Should I choose embroidery or heat press for my project? What is the difference? What are the care instructions for each?
While both use special machines, the look and effect are totally different. Embroidery is created using a type of sewing machine. There are needles and thread involved. Color options are many and can change with each design and garment. There typically isn’t a charge for additional colors.
Embroidered designs have a sort of 3D look about them, due to the thread position on the garment. It is the best choice for hats and business branded clothing. With the right care, embroidered items last for a long time.
Embroidery is typically sold by the stitch. Prices depends on the size of the logo. Some places have a flat fee of $1 per 1000 stitches while others include a set amount of stitches in with the price of the clothing.
Heat press designs are typically one or two colors. The more colors a design has, the more costly it becomes. Heat press designs come on a sheet and are transferred to garments via a giant, custom-made iron. Because of the transfer process, they have a flat look. Heat press designs are a good option for events or sports teams where prices need to be kept low and longevity of the design isn’t required.
Here are the care instructions that embilibrary.com recommends for embroidery.
Hand-washing and air-drying are your gentlest options.
When machine washing embroidered clothing, turn the garments inside out to protect the embroidery from abrasion. When possible, avoid washing embroidered items with items that have metal hardware such as zippers.
To avoid shrinkage, wash the fabric as gently as possible, and air-dry if you can. Make sure to follow the fabric’s care instructions.
If you’re concerned about the thread color bleeding onto the fabric (or vice versa), wash gently in cold water. If you notice any bleeding when washing the fabric, rinse the item in cool water until the color is removed. Some say rayon thread is less colorfast than polyester thread, and deep red colors are most likely to bleed.

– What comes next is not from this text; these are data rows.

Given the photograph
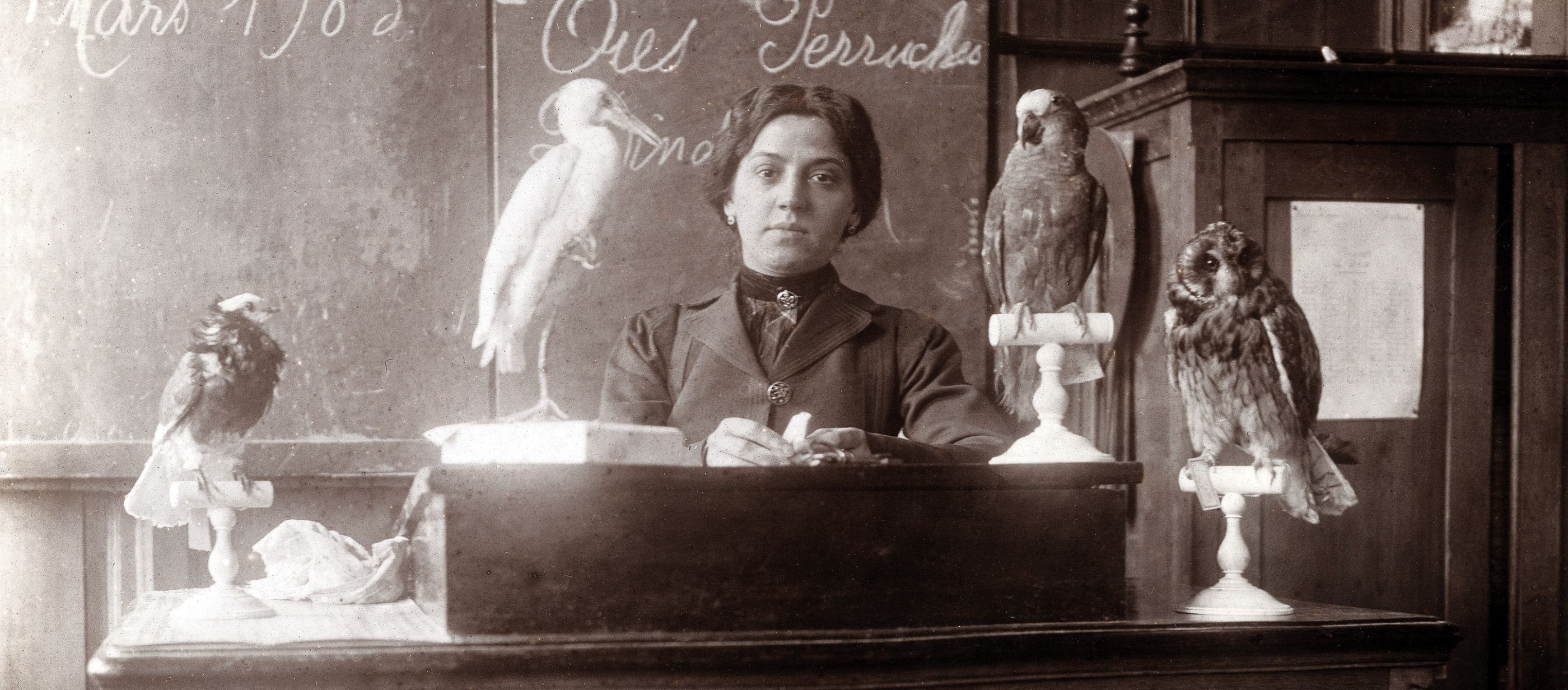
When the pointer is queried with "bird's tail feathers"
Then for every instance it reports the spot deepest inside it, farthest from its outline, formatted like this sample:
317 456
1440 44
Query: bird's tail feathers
1338 449
1016 379
150 498
1330 490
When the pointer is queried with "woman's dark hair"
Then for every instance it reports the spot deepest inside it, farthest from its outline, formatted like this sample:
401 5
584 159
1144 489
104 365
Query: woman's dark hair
852 128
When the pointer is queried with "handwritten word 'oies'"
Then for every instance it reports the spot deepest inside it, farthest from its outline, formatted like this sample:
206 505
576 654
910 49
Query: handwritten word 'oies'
126 21
612 46
814 52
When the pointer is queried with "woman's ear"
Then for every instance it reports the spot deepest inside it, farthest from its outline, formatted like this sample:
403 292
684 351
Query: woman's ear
855 220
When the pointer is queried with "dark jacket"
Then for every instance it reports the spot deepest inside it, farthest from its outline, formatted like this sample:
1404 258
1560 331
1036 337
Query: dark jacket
849 363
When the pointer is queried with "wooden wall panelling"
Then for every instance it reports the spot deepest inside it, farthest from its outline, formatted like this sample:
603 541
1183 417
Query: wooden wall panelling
1393 123
1159 542
1550 27
41 592
1537 440
1352 559
1468 446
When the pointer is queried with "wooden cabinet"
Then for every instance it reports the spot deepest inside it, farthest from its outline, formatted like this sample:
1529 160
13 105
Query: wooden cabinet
1482 151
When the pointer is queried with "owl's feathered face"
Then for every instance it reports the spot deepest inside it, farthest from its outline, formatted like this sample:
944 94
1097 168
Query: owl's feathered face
1217 265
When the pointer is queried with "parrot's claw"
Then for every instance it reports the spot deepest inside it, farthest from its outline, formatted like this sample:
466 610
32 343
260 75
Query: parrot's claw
1264 468
1075 310
1023 313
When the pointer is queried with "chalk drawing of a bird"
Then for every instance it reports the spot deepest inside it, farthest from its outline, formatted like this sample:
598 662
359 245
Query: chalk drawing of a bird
557 206
220 389
1042 239
1245 365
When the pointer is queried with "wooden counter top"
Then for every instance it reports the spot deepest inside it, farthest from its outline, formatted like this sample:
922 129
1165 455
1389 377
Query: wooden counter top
397 647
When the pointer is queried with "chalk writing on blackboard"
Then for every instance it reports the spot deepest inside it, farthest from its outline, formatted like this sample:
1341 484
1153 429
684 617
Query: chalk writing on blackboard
122 18
612 46
813 51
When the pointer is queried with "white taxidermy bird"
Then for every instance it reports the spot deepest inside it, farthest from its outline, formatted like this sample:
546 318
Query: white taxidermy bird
557 206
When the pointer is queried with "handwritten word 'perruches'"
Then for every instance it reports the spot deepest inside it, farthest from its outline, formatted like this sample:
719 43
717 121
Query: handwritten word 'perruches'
814 52
610 46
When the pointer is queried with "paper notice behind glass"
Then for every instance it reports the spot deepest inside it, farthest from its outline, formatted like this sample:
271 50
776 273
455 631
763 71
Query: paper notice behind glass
1357 272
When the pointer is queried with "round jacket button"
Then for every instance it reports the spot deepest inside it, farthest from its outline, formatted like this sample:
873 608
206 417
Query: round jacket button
788 300
778 394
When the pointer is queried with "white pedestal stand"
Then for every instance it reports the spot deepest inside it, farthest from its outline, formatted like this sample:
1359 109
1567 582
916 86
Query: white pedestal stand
223 600
1051 441
1233 595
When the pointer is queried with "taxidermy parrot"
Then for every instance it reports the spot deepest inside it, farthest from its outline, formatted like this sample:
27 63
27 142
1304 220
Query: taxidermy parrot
1043 230
220 389
1245 365
557 208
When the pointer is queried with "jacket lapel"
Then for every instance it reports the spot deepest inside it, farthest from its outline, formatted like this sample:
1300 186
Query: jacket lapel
718 327
833 318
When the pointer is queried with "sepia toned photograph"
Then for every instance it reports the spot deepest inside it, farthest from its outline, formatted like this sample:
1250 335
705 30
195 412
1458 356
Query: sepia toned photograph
783 344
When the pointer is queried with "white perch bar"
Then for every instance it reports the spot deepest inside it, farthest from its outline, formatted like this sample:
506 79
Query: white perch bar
1236 479
1045 328
223 600
1233 596
222 495
1051 441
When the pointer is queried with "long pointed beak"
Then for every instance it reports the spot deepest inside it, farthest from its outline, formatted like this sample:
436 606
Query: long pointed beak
622 116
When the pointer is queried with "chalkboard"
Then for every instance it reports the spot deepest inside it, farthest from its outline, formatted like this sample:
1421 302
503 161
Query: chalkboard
347 159
326 154
920 68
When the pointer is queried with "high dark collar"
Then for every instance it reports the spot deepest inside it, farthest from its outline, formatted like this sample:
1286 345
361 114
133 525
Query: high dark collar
835 318
806 286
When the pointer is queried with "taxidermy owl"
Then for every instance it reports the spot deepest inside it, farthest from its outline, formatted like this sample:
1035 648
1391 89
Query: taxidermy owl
1245 365
220 389
1043 230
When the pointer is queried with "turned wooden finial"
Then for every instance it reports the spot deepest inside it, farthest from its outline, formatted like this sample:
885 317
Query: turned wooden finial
1134 57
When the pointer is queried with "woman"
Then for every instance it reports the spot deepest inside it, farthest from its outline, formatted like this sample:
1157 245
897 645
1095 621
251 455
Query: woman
796 175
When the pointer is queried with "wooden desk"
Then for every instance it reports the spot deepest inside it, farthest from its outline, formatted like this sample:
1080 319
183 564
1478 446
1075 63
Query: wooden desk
394 645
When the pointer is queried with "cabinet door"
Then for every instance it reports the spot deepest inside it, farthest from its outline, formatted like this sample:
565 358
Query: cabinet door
1418 538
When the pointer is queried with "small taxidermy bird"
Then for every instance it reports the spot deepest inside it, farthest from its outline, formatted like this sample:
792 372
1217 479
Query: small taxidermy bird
1043 230
220 389
1245 365
554 212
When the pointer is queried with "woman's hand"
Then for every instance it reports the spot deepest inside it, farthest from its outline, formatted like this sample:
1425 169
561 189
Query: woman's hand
741 441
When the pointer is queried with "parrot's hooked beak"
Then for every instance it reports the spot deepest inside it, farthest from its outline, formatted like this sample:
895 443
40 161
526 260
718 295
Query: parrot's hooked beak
622 116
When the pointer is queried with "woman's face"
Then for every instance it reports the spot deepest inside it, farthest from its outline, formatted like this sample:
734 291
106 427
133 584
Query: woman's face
792 197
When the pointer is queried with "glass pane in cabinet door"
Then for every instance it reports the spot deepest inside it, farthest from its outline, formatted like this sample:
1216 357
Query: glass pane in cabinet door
1496 27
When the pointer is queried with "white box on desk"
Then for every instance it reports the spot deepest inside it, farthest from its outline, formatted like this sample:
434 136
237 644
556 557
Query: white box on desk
562 443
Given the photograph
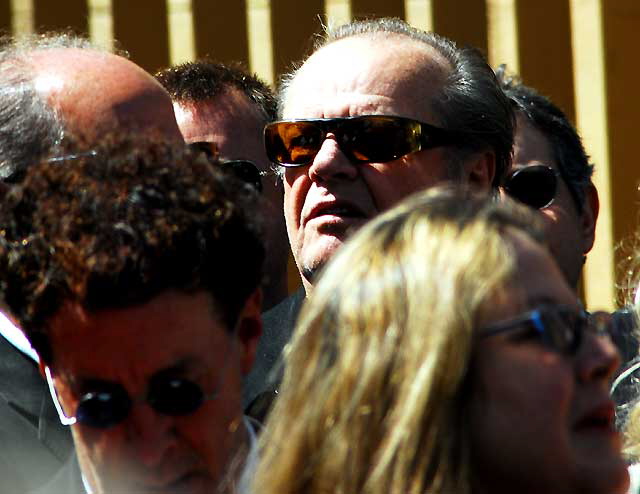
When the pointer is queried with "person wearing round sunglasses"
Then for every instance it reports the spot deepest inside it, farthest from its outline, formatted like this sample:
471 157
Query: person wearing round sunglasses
379 111
442 351
551 173
226 105
134 271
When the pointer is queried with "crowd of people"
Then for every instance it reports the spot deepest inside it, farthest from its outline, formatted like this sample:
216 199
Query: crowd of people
439 213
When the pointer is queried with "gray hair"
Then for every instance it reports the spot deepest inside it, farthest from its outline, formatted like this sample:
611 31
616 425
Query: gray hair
29 127
470 101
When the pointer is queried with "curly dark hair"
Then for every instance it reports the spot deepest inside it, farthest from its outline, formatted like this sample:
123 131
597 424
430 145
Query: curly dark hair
120 225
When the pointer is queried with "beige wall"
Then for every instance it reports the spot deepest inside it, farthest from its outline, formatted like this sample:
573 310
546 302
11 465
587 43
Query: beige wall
581 53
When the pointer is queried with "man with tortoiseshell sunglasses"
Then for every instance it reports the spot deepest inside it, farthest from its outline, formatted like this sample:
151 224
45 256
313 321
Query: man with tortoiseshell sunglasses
224 104
379 111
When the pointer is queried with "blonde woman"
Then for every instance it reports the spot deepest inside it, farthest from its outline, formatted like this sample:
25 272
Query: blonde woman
443 352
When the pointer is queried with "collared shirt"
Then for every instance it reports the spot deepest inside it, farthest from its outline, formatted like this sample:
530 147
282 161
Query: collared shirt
16 337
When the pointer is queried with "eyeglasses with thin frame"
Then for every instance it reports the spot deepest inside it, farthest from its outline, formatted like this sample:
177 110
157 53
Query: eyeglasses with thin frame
534 185
363 139
107 403
245 170
561 328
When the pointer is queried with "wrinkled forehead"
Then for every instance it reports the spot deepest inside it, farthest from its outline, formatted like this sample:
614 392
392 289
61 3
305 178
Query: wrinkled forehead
367 74
98 91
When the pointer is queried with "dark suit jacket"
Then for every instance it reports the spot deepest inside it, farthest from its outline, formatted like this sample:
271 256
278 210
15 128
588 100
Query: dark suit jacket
33 443
261 385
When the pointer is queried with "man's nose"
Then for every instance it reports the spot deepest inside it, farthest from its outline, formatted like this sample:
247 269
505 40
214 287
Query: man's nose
597 358
331 163
150 433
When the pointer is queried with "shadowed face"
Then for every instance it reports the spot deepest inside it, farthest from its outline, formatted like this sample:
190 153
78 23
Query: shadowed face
542 421
235 125
174 336
97 92
569 233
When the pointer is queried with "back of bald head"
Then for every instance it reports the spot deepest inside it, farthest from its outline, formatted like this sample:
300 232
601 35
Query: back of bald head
57 85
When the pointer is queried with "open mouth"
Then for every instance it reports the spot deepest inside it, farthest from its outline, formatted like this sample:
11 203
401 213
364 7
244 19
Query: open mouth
600 419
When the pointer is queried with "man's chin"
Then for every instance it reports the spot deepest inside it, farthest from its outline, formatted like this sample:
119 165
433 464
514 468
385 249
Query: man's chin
314 260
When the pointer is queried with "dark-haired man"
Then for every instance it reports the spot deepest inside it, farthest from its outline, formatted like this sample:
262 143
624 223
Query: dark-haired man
390 110
53 86
135 274
551 172
226 105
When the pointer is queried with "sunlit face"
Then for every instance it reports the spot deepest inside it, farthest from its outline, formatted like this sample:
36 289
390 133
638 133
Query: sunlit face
564 225
175 334
541 421
330 198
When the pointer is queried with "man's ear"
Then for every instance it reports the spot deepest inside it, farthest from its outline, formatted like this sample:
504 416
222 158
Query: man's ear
589 217
480 170
249 330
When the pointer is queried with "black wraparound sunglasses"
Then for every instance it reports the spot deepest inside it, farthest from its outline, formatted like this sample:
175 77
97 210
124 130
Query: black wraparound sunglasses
364 139
534 185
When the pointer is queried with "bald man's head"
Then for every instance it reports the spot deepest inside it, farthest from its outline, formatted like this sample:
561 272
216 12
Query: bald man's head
52 86
97 91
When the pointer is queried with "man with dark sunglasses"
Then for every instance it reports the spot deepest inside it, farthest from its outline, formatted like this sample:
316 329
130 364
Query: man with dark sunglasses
135 273
379 111
53 86
225 105
551 173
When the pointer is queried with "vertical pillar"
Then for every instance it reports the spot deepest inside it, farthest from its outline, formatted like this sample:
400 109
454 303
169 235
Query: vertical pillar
141 28
221 31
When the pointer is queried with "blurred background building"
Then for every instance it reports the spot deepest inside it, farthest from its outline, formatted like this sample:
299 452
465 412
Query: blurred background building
580 53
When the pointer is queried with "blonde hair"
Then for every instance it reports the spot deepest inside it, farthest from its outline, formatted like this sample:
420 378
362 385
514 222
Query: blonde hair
371 400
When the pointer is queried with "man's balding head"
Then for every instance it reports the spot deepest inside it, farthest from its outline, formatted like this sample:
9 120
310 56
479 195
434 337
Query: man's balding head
61 84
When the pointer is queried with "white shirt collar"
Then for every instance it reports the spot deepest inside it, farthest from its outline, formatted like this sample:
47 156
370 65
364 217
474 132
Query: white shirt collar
17 338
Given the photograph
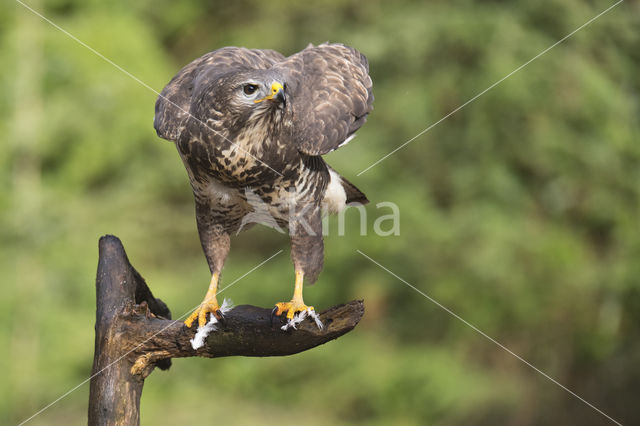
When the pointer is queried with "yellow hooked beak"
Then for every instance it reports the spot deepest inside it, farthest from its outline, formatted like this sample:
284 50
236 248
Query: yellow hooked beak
275 89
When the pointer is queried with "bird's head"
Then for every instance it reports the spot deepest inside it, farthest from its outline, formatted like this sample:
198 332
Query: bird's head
246 97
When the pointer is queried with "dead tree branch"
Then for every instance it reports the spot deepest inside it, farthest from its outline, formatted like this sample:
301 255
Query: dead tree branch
135 334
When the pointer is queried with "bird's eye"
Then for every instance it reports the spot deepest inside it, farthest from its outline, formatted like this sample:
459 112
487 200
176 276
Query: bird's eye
249 89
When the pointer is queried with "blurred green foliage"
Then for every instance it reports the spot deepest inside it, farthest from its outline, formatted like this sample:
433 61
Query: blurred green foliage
520 212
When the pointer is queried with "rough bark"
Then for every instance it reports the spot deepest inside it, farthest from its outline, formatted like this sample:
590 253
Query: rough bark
135 334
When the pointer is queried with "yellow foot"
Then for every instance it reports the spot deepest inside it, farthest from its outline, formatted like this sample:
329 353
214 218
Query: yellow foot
291 308
207 306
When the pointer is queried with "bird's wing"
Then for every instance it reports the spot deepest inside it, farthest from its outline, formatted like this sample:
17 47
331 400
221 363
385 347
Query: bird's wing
330 90
173 104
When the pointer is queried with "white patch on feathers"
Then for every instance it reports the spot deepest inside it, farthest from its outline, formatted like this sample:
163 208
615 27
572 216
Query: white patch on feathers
201 335
299 317
220 192
335 197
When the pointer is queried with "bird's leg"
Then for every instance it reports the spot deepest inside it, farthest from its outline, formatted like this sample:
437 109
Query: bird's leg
208 305
296 304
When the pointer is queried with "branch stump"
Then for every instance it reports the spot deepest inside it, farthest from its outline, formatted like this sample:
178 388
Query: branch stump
135 333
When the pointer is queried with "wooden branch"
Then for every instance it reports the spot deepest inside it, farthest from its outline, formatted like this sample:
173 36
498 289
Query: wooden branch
135 334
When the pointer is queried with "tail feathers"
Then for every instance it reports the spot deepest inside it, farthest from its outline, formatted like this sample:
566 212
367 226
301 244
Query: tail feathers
354 195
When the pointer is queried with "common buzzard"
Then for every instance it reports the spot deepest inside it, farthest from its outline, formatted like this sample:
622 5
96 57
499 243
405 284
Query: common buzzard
253 123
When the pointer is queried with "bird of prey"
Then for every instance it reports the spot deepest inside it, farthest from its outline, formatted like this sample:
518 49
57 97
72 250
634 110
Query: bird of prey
252 123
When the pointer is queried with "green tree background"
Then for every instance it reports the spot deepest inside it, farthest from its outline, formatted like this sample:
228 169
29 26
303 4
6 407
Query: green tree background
520 212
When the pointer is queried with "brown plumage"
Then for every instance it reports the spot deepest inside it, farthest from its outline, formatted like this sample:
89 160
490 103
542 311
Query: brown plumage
251 124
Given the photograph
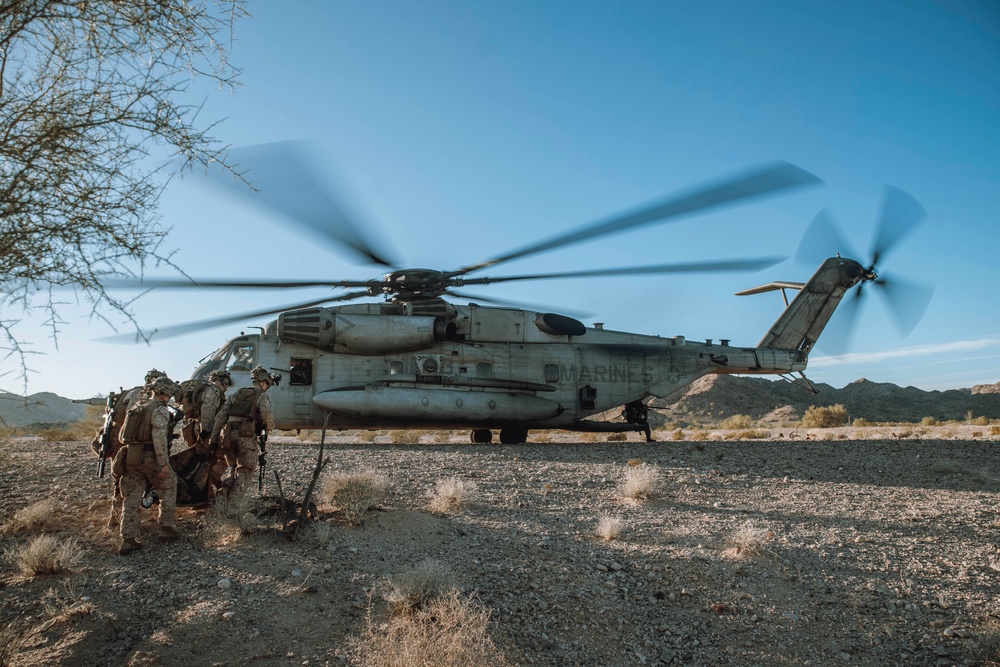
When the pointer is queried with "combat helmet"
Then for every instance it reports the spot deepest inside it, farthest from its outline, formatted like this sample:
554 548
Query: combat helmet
152 374
164 385
222 376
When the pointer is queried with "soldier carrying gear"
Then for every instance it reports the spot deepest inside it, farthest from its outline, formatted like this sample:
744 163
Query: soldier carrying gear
144 460
123 402
245 414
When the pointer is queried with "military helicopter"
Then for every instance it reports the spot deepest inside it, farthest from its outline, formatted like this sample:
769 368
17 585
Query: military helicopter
416 360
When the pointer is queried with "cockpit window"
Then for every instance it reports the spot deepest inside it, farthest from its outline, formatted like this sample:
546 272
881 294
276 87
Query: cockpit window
243 358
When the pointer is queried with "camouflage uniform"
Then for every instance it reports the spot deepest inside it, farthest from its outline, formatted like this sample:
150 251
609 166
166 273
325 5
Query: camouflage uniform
237 423
127 400
145 468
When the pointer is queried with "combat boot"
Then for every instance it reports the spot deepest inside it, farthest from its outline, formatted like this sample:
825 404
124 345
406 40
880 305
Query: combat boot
168 533
129 544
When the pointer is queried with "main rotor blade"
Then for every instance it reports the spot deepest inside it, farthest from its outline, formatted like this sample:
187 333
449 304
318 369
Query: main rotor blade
694 267
836 338
901 213
766 180
822 240
908 302
188 283
283 178
181 329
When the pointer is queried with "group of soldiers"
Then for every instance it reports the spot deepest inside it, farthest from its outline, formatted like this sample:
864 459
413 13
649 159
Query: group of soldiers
220 434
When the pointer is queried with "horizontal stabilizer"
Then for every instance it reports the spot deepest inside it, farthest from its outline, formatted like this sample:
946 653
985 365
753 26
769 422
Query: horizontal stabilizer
771 287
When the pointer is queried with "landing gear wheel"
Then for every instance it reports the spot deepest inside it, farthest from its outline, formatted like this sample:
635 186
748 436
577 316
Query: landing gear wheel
514 435
481 436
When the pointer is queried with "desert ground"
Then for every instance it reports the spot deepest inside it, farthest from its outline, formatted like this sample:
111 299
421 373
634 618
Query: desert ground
799 549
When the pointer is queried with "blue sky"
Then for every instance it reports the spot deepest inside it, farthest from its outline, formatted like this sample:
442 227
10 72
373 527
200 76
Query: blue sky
465 129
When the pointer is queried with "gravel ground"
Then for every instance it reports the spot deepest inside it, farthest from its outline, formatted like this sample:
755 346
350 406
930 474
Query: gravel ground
763 552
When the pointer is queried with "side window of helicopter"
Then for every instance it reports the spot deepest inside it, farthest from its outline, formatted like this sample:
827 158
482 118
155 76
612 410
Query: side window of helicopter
552 373
300 373
243 358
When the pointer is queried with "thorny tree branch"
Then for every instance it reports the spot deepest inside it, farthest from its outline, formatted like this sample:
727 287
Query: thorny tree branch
88 89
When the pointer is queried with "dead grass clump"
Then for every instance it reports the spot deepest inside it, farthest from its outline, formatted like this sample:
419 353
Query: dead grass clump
451 630
232 516
450 494
31 518
735 422
826 416
748 541
609 527
641 482
413 589
47 554
354 493
749 434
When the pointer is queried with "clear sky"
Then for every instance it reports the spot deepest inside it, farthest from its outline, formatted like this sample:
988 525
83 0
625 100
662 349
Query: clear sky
463 129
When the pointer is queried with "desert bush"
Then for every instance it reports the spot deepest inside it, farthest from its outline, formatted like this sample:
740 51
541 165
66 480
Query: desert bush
734 422
641 482
450 494
609 527
749 434
354 493
453 630
32 517
414 588
47 554
748 540
826 416
233 515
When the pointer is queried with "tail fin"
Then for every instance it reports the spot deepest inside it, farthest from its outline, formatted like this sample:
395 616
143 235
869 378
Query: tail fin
804 319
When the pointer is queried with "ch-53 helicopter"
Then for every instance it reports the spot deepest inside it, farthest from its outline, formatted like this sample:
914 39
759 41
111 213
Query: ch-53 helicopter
415 360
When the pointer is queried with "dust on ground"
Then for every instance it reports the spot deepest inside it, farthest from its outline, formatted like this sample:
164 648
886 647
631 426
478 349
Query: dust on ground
871 552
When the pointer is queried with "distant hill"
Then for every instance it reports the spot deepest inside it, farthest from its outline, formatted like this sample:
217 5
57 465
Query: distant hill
43 408
711 399
708 400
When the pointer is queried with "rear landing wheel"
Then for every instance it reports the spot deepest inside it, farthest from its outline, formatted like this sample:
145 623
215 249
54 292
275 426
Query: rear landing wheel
481 436
513 435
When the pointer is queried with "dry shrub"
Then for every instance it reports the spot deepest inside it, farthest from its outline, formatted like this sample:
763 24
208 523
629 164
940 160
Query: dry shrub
47 554
749 434
354 493
233 515
451 630
641 482
32 517
826 416
609 527
450 494
414 588
748 540
735 422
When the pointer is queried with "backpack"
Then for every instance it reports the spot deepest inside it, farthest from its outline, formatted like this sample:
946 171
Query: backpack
137 428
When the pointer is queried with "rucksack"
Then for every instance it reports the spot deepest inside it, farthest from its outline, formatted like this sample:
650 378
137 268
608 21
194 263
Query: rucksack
137 428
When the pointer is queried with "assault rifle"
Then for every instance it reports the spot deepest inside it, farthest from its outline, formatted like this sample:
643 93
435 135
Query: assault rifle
102 455
261 455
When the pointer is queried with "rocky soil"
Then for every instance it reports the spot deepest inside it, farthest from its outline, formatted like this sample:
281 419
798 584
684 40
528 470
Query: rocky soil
871 552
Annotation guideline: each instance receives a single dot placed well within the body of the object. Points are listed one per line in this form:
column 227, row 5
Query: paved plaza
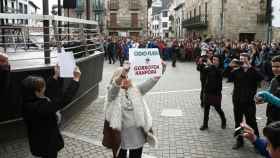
column 177, row 116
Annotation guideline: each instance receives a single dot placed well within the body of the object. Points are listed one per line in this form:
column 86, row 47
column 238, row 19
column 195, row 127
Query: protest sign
column 66, row 63
column 145, row 62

If pressing the embroidered item, either use a pressing cloth over the embroidery, or iron on the back. Don’t let the iron touch the embroidery directly. Use dry heat and avoid the steam feature on your iron — steam can cause the stabilizer to shrink up, creating a puckered look.
Keep in mind that all textiles show wear as they’re washed and used. Your job is to help your embroidered creations age gracefully so that they’ll bring joy and color into your life for years to come.
The website threadinitup.com recommends the following for heat press care.
Regardless of the heat transfer vinyl brand or style, we recommend that all decorated garments be washed inside out. Follow the individual product’s care instructions paying particular attention to water temperature and drying recommendations.
• Turn garment inside out.
• Machine wash COLD with mild detergent.
• NO bleach.
• Dry at a normal dryer setting on household machines.
• Do not dry clean.
• Instructions apply to the vinyl material only, please follow garment washing instructions as well.